I have been rocking a Jekyll blog now since around 2021. This blogging site started out in 2019 using Ghost which I automated back then with Azure DevOps.
Over all this time, I have written over 500 posts and just the CICD updates, for which I have optimized as best i can are 16 to 25 minutes long. The blogs Github repo is nearly 25Gb expanded!
I’ll admit that I am a data hoarder (my wife may just scratch out the word “data” there). I have a hard time purging anything. I have a box of Palm pilots, Windows XP tablet PCs and a working MiniDisc recorder (I will never give it up).
However, in recent months I’ve worried about costs spikes with Github. It hasn’t happened yet, but they announced, then retracted charging for private agent usage as recently as December 2025.
Since the charges (proposed) are based on time spent, this would be very bad for me.
So what do I do?
Assuming you, like me, have some amount of fear trusting a large SaaS provider that is overly interested in AI… And by the way, I like Github - I like the people at Github. Hell, I want to go to Github Universe if I can make it happen…
However, I strongly feel I need to “own my sh**” (ship, yes, i meant ship). I cannot live on a system that is dependent on the whims of a multi-global. And if I was to pivot to an alternative like Gitlab, that is just another company that could get gobbled up or pivot.
I have thus mitigated this for some time by having some backend backups from Github into my Forgejo instance
However, even if I have my code backed up, the build pipeline is a gnarly mess. I have all sorts of complicated logic to only sync this months and lasts (with calculations for year boundaries) and selective cloudfront invalidations.
Every time I would think to move platforms, I would review my pipeline and give up:
Tech Debt
It’s not just the pipeline updates that are pinning me down. I also have these old Ruby 2 dependencies. Gems that cannot install anymore. I get around this by using carefully crafted agent runners for Github, but those are based on the old solarwinds framework. Moreover, I have set-aside github runner containers in my Harbor, but what happens when those give out - or the agents change enough to require re-platforming.
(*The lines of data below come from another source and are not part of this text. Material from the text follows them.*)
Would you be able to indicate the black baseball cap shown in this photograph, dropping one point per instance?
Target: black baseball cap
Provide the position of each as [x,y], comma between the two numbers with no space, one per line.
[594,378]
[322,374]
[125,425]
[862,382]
So between Github agents I expect to eventually stop working, a repo that has grown just too large, a dependency tree on old software (Ruby), and worries about sudden costing changes that could take me out, I really need to do something.
Hugo vs Jekyll
Hugo was always an option. I’ve written about it lately talking about Hugo and AWS (and part 2), Hugo in GCP as Serverless and Static pages and lastly as Static pages in Azure.
I feel confident I can make Hugo work across my stack and it doesn’t have the same old Ruby issues Jekyll does.
Moreover, Hugo has an interesting option (to me) in that it will not render a page whose “post date” is set ahead of now. This means I could have a mainline GIT repo with my queued up posts ready, but not posted.
I bring this up because today I have a system that looks for PRs by date
Then uses this Ansible playbook that levers the gh CLI to find PRs that are open, parse the description and see if the day matches today.
This runs every morning via AWX (OS Ansible Tower)
And provided my AWX is alive, it will merge to main a queued post. Then it goes back and merges up to the other active PRs (twice to catch failures) which then queue and trigger builds to a staging site.
All in all, when it’s working, this can take between 20 minutes and 1.5 hours to queue and process all the builds. And when builds fail, they update my Datadog dashboard and discord/chat channels.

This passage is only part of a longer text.